Oh dirty, ragged, little man,
Remembering you as best I can,
The things you carried in your pocket,
A string, a worm, a broken locket,
The things you did, that time you hid,
When you were just a little kid
And I suspected you of smoking,
To find you only had been joking,
That time you grabbed my hat and ran,
Oh dirty, ragged, little man.
Oh dirty, grimey little lad,
The years too few were those we had.
Those many hours you spent afishin,
Are equaled by the ones I’m wishing
That, with our lives to live again,
‘Tis just a fancy sure but then,
We’d have more time to spend together,
And so the chance of proving whether
Your ways would any more annoy,
Oh dirty, grimey, little boy.
And So It Goes by Charles Shields reads like Vonnegut in the preface to “Slaughter House Five”

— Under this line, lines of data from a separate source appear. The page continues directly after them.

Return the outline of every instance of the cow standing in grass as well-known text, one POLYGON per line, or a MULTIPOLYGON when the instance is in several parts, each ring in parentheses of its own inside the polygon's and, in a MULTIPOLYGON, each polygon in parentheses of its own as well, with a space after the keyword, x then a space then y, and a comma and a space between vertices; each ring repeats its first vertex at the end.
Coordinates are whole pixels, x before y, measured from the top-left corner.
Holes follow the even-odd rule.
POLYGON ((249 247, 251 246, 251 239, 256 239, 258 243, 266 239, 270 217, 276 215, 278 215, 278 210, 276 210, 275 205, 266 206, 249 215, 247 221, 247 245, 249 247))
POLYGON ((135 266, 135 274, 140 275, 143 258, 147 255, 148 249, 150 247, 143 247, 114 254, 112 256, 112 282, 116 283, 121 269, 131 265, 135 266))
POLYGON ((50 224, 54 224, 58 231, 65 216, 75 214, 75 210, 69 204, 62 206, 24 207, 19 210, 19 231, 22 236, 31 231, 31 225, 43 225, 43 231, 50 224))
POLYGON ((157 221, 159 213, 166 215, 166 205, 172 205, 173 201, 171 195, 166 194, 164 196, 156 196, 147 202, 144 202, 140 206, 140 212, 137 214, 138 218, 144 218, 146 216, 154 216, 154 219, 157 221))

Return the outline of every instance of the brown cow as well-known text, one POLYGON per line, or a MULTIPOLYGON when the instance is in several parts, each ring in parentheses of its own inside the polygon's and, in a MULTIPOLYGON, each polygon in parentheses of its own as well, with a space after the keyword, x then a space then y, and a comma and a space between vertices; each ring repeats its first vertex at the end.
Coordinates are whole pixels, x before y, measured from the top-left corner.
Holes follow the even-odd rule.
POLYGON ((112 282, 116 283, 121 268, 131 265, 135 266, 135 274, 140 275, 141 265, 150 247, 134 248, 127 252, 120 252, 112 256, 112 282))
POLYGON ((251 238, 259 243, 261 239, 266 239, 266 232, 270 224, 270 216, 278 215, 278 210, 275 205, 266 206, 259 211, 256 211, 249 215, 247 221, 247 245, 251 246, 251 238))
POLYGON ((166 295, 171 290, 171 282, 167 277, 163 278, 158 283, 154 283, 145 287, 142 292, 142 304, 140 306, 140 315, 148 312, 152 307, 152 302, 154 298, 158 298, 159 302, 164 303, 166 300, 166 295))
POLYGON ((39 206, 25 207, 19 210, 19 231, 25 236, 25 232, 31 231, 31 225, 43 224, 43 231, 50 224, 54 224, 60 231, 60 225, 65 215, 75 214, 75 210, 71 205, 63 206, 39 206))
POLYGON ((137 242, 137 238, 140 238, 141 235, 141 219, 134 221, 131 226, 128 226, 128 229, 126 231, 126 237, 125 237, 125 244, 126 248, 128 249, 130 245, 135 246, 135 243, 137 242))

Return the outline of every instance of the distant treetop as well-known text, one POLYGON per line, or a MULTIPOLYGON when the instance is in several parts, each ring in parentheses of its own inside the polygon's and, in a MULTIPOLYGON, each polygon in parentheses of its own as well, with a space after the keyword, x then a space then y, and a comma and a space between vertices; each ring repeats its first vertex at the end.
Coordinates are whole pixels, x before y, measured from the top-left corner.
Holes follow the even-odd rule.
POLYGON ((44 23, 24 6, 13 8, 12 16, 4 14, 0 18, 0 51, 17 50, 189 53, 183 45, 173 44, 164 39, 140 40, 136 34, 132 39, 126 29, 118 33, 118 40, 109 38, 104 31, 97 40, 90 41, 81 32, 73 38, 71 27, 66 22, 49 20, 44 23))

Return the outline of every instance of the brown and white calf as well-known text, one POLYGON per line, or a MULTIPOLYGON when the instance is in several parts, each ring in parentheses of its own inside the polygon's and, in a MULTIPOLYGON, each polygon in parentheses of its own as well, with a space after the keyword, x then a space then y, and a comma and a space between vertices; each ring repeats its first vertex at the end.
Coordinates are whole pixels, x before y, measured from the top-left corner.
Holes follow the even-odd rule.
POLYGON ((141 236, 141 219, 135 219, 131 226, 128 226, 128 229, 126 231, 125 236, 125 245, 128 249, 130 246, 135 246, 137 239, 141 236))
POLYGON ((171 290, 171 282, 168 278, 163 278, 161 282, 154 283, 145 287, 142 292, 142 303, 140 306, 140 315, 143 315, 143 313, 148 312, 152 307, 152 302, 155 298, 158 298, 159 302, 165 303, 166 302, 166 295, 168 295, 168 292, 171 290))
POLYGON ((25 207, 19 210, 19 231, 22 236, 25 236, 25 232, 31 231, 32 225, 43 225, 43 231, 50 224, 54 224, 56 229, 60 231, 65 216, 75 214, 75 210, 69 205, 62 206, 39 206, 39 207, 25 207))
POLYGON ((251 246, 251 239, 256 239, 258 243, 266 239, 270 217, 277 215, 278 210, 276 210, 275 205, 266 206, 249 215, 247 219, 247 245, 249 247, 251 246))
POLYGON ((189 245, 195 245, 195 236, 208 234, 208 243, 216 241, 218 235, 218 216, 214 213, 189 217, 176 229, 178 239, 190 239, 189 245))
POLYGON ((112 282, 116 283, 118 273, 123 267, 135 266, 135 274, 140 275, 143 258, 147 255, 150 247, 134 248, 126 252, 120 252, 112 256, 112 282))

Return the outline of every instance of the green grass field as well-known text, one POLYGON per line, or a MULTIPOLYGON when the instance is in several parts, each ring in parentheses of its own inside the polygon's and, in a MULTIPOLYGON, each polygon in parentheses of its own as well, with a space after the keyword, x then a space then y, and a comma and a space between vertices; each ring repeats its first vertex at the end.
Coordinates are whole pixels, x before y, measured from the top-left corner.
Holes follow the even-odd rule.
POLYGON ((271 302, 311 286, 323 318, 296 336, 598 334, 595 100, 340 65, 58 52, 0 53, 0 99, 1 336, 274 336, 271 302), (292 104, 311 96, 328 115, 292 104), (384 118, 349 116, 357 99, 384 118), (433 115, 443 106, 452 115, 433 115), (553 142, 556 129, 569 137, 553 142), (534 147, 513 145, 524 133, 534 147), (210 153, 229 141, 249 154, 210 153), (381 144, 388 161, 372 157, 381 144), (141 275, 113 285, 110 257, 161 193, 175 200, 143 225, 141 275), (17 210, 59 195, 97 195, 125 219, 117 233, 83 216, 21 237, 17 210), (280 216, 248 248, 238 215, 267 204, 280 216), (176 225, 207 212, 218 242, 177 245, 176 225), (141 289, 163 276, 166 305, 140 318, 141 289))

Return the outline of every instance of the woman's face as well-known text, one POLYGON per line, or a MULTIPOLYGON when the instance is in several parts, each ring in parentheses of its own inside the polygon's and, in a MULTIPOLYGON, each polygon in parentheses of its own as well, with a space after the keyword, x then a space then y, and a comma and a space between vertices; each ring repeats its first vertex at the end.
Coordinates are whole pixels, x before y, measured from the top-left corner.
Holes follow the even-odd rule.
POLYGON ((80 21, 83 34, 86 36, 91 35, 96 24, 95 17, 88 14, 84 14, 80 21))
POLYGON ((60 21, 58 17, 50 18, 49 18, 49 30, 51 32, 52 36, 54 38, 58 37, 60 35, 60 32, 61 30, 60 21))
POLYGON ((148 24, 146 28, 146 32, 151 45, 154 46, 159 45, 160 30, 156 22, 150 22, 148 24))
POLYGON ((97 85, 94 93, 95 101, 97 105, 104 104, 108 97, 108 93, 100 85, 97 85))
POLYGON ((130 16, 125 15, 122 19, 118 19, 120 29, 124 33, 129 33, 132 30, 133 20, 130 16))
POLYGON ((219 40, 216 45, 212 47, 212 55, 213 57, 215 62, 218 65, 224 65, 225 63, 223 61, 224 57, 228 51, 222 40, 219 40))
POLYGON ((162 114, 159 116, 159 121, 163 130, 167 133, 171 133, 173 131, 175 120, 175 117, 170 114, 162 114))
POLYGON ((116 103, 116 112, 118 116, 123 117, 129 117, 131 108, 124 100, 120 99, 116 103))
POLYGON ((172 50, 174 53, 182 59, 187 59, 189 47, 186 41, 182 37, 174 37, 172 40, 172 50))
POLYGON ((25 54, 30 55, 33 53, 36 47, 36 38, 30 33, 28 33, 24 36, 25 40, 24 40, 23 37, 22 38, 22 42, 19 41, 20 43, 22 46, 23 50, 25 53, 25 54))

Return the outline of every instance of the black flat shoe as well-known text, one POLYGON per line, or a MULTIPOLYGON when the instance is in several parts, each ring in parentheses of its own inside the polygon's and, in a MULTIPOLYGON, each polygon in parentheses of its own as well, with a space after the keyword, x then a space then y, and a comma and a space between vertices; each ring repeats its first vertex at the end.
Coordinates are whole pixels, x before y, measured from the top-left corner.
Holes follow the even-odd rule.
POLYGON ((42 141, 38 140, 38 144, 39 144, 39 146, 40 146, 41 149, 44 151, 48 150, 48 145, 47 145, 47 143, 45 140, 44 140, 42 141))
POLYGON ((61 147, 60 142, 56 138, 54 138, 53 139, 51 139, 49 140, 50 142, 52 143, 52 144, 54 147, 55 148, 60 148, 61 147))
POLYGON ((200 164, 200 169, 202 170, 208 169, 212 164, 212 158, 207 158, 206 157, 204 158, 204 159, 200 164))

Jason – Thank you for your post. The mention of Charles Shields’ book, AND SO IT GOES, should have included the subtitle, too. In full: AND SO IT GOES—KURT VONNEGUT, A LIFE. More here: https://stevenpressfield.com/2011/11/so-it-goes/
Thanks Callie. I thought I was just getting old 🙂
What is it about societies that have to exploit boys as killing machines? Look at the horrible conscription of boy soldiers in Africa’s atrocities… From your post, Steven, I see this is an age-old practice. It has been, and continues to be, appalling.
Mr. Pressfield, you have the dubious honor of being the first person to ever compose a blog post that made me tear up at my desk.